In the same way, while the Bible requires everyone to be chaste, to order their lives according to the intentions of the creator – God making human beings male and female, creating them for marriage, making the family the fundamental institution of human life, making marriage permanent – it provides for many exceptions. Everyone will not marry, the unmarried, both men and women, can live fruitful and important lives – some of the greatest heroes of the Bible were unmarried (e.g. Jeremiah and the Apostle Paul) – and the Bible gives us examples of men and women living unusual lives for the glory of God and the good of human beings. There is no single template for human life in the Bible even if there is most definitely only one morality for all human beings, as there must be if God is God and we are his creatures.

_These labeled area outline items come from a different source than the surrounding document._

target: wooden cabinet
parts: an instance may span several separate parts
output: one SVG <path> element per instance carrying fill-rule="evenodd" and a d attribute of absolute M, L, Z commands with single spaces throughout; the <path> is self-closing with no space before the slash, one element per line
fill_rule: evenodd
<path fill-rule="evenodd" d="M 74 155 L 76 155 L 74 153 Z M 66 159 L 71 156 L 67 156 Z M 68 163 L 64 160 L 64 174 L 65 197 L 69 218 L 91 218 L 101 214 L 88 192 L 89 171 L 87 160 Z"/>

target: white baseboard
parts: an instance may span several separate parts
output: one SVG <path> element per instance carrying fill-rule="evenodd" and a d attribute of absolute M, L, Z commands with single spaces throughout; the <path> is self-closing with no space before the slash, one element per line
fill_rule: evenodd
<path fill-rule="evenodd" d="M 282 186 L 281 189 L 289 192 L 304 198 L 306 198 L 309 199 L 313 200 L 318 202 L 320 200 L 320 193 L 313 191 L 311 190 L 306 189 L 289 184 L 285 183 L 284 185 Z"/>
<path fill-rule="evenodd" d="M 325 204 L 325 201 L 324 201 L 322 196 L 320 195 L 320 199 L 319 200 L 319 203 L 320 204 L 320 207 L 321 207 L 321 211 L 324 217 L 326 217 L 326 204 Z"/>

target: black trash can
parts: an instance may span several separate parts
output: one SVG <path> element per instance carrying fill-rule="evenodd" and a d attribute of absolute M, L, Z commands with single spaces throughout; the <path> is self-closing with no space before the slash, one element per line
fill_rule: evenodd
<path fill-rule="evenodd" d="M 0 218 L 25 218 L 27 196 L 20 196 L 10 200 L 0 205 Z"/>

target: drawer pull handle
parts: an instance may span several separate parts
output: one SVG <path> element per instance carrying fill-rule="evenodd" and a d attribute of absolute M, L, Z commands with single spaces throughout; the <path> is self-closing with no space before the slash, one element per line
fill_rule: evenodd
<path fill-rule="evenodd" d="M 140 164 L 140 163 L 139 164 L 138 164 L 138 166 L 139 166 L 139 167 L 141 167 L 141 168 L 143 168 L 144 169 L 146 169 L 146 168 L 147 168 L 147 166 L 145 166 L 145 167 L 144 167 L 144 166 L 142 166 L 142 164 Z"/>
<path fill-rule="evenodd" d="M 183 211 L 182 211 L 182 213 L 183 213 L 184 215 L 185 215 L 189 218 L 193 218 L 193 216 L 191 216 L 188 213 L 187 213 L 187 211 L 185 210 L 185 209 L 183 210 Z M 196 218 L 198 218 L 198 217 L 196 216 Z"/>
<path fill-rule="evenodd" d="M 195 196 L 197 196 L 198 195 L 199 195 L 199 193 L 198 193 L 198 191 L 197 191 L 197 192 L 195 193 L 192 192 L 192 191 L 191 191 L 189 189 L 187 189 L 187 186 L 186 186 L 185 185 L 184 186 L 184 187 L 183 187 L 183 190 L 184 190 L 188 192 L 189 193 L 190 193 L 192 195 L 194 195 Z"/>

True enough, the Bible does not tolerate homosexuality as an acceptable lifestyle or abortion or careerism (for men or women). It puts spiritual conviction and purpose in life far above things, the accumulation of power or influence, or reputation. In a sexually licentious and careerist culture, that must be controversial. But sexual licentiousness has been around for a very long time and has never proved itself the way of happy, satisfying, fruitful human life.
What I am saying to those who may have doubts about sticking with the Bible when it seems so out-of-sync with the times, is what C.S. Lewis said about Athanasius. Speaking as an Englishman, Lewis wrote:
“We are proud that our own country has more than once stood against the world. Athanasius did the same. He stood for the Trinitarian doctrine, ‘whole and undefiled,’ when it looked as if all the civilized world was slipping back from Christianity into the religion of Arius – into one of those ‘sensible’ synthetic religions which are so strongly recommended today and which, then as now, included among their devotees many highly cultivated clergymen. It is his glory that he did not move with the times; it is his reward that he now remains when those time, as all times do, have moved away.” [Introduction to St. Athanasius, 9]
As John already reminded us:
“the world is passing away…but whoever does the will of God abides forever.”
And Isaiah long before him, who likewise had to face a culture that took for granted that it had improved on the Bible:
“The grass withers, the flower fades, but the word of the Lord will stand forever.”